The need for the program across the county may be linked to violent crime, homelessness, substance abuse, overdoses and incarcerations, which are in turn linked to mental health crises. 

“It’s talked about more, so people are reaching out for services. They are getting the things that they need. Comprehensive Community Services is a perfect program for that because it really meets people where they are at and provides traditional therapeutic services,” Lohmann said. “It offers some very unique services that helps someone on that pathway to recovery while looking at the entire wellness of a person.” 

Jewish Family Services’ Comprehensive Community Services is designed to have a network of services available to clients that they can pick from, depending on their mental health or their substance abuse diagnosis. Services could range from traditional therapy to arts or music therapy. Some services, such as equine therapy, are offered through a network of other providers throughout the county.  

“Jewish Family Services has done a really good job being a partner whether it’s a partner with us at Milwaukee County, or a partner with families or other Comprehensive Community Services agencies,” Lohmann said. “Everyone has to work collectively to see this program work.”  

Other services, which all tie back to mental health and substance abuse, include peer support, housing, financial management, nutrition, yoga, fitness and physical health monitoring. In addition to helping clients with mental health illness or substance abuse, the program is also set up to assist in job searches. 

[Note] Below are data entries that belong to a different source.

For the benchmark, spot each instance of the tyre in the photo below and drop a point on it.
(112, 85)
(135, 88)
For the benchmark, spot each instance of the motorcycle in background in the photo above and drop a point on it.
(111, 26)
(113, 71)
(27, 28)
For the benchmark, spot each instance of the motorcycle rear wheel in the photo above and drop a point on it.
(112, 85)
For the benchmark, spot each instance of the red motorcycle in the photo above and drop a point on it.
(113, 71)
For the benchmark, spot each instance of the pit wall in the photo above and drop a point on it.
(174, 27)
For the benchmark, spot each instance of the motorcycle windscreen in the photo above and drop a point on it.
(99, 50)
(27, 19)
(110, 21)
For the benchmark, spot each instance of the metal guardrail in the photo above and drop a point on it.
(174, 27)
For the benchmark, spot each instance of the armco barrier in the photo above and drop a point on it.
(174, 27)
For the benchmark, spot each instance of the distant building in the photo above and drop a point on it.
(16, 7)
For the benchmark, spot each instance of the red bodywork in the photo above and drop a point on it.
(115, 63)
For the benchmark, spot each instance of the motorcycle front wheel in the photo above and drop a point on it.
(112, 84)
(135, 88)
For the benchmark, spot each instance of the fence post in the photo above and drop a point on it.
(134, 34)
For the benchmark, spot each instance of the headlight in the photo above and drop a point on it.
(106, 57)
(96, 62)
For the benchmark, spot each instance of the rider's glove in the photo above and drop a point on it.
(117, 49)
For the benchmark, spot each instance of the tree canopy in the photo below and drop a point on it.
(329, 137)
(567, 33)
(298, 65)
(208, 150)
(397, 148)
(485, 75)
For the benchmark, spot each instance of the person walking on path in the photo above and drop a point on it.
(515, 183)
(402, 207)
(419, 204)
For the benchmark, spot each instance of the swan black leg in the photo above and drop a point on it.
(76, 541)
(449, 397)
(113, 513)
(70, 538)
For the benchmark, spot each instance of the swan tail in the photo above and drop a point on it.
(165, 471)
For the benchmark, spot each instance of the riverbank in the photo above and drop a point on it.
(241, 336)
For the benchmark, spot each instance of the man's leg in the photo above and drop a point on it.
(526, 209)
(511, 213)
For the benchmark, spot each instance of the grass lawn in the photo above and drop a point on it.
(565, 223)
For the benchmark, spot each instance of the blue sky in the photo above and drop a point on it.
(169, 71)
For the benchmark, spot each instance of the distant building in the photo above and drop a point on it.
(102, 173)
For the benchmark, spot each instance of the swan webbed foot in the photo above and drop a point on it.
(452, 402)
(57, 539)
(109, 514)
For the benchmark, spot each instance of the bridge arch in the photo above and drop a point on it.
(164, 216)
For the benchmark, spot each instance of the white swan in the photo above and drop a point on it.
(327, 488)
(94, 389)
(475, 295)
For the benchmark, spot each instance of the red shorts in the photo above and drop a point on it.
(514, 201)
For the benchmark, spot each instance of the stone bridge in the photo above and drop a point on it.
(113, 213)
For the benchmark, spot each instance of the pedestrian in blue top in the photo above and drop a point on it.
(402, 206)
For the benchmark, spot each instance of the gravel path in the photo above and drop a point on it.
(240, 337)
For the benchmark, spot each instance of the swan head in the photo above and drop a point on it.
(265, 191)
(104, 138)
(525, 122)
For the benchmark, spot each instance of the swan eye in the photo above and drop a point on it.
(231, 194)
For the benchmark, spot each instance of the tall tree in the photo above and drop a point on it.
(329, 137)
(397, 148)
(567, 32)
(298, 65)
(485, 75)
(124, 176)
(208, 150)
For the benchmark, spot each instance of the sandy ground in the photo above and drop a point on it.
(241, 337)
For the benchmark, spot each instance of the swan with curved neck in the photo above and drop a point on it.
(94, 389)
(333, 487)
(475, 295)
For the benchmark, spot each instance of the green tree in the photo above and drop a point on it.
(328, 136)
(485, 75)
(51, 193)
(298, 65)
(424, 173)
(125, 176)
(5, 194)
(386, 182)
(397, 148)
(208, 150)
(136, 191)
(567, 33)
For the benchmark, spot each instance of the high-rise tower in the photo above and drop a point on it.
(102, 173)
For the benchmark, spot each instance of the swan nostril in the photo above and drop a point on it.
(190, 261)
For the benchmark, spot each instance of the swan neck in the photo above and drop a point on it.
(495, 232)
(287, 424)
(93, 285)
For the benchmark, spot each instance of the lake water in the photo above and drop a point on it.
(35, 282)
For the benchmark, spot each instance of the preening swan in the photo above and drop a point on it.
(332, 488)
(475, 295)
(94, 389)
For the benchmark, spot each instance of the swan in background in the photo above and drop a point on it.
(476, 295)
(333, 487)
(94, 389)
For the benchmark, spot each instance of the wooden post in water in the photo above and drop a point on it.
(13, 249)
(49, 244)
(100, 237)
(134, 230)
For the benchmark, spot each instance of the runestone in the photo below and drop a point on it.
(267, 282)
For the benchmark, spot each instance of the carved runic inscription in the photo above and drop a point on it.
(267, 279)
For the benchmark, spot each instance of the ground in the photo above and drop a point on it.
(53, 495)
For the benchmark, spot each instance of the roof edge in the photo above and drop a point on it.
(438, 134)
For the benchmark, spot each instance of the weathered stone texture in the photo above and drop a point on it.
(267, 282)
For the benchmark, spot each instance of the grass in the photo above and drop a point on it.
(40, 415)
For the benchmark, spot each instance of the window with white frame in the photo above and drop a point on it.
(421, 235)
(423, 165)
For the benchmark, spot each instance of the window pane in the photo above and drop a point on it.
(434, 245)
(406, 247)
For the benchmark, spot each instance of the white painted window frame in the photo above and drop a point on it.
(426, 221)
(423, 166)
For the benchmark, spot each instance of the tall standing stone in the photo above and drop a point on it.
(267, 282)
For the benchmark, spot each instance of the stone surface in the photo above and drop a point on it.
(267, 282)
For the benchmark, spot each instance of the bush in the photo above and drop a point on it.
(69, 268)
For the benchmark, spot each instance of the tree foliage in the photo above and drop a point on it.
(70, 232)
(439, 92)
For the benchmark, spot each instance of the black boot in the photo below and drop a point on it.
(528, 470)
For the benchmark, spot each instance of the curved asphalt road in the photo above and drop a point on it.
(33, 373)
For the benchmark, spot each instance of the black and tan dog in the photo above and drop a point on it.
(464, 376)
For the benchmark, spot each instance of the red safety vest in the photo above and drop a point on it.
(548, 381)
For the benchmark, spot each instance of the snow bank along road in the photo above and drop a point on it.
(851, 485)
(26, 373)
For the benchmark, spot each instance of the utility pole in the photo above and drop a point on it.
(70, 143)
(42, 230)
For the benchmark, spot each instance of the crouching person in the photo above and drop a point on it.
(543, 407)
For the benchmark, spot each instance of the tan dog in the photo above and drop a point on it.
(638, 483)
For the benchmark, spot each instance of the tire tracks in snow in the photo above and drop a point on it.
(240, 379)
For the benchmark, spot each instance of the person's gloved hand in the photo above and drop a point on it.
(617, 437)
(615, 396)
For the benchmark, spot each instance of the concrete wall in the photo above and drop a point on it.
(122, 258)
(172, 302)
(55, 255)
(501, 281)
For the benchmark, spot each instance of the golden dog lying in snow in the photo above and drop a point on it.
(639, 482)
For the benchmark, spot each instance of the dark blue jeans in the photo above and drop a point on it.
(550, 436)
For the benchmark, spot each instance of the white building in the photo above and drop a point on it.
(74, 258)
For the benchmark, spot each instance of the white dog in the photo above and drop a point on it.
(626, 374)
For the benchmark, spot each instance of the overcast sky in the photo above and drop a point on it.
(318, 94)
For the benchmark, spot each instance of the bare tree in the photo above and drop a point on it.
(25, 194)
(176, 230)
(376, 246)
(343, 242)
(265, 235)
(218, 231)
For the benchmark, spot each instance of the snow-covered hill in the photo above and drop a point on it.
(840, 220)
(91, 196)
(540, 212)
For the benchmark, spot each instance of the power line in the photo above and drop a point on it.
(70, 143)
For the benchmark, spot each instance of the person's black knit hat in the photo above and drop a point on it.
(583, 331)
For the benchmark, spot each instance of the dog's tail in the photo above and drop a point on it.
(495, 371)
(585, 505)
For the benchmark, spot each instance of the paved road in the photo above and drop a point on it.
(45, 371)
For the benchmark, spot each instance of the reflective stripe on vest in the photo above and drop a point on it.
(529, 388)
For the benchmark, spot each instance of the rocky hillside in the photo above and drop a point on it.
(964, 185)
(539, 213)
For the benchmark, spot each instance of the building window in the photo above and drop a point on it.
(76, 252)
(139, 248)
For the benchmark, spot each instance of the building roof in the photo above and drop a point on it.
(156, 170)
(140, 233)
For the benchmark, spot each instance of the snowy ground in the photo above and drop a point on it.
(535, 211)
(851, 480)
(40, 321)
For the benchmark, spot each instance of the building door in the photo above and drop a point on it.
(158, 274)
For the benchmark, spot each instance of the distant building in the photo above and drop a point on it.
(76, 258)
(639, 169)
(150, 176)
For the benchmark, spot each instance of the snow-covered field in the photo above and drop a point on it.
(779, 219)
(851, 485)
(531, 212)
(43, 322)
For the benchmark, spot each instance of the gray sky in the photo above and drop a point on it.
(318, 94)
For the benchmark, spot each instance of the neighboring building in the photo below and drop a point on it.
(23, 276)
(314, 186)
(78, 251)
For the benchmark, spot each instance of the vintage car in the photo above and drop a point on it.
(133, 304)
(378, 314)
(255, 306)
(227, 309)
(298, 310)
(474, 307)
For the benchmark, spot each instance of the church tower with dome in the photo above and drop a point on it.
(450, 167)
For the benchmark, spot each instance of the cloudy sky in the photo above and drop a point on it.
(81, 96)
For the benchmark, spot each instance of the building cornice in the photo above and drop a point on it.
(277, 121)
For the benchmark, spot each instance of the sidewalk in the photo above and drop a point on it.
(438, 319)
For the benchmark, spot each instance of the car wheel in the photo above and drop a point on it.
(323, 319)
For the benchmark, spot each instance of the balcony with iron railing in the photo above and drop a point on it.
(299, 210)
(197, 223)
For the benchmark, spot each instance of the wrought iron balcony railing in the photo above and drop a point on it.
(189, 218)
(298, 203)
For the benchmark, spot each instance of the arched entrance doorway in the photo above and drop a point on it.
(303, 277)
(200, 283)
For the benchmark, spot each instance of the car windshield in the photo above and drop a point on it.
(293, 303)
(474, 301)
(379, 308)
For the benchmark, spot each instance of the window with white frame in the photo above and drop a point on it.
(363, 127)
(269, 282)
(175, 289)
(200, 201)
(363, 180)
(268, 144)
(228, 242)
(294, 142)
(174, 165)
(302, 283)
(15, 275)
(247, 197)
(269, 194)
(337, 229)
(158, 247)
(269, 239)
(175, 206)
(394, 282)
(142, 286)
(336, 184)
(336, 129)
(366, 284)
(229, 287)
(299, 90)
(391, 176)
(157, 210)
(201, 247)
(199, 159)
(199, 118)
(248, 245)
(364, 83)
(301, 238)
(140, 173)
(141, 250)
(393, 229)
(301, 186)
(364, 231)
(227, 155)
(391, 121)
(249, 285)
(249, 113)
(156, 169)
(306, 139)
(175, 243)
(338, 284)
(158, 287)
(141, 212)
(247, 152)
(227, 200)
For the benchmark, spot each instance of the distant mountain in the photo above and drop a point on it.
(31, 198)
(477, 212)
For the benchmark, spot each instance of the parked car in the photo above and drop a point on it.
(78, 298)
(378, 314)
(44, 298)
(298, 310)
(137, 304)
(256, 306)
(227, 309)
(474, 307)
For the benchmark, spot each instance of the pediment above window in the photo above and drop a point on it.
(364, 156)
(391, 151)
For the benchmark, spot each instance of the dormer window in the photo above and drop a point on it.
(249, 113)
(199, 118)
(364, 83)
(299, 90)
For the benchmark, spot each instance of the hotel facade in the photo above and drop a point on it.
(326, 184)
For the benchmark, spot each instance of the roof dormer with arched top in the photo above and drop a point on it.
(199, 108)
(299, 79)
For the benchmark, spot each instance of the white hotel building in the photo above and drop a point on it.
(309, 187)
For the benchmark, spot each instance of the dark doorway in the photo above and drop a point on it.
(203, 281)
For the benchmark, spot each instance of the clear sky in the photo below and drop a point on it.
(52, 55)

Clients set their discharge criteria when they enter the program, empowering them in terms of what they want to accomplish and their goals.  

“There are, during the month, regular check- ins both with the client and also with all the service providers,” said Kevin Boland, vice president of programs and services at Jewish Family Services. “We are helping them meet those needs or meet those goals that they’ve helped set.” 

The free program, which began eight years ago, currently has about 95 clients with the potential to have as many as 110.  

“We know the need is out there,” Boland said. Clients “go on to very happy, productive lives and we’re able to be a part of supporting them to do that.” 

The program is built so that when demand increases, staffing can increase, Kovatch said. Although the need exists, the program, one of the largest of its kind in Milwaukee County, is underutilized, Boland said., He’s hoping to get the word out about its value. 

“People choose JFS because of our good reputation and good foundational Jewish values of responsibility and obligation to our community,” Corey said.  

Jewish Family Services’ Comprehensive Community Services program also takes the pressure off police departments, inpatient psychiatric hospitals and emergency rooms across the county.  

“It’s helping people be proactive in their recovery so that they don’t get to the point where they need those higher intensity services,” Kovatch said.  

Another benefit is filling jobs, a positive for both Comprehensive Community Services clients and businesses across Milwaukee County. 

“We have lots of jobs to fill in the community. We can help with supporting individuals who’ve been having a barrier for one reason or another,” Corey said.  

Kovatch said her best days are when she can find someone who is facing a housing barrier a place to stay for the night, especially those who are sick or fragile.  

“That to me is a good day,” she said. “You just worry about what you’re going to walk into tomorrow because everything could be great today. But tomorrow, you never know what’s going to happen.”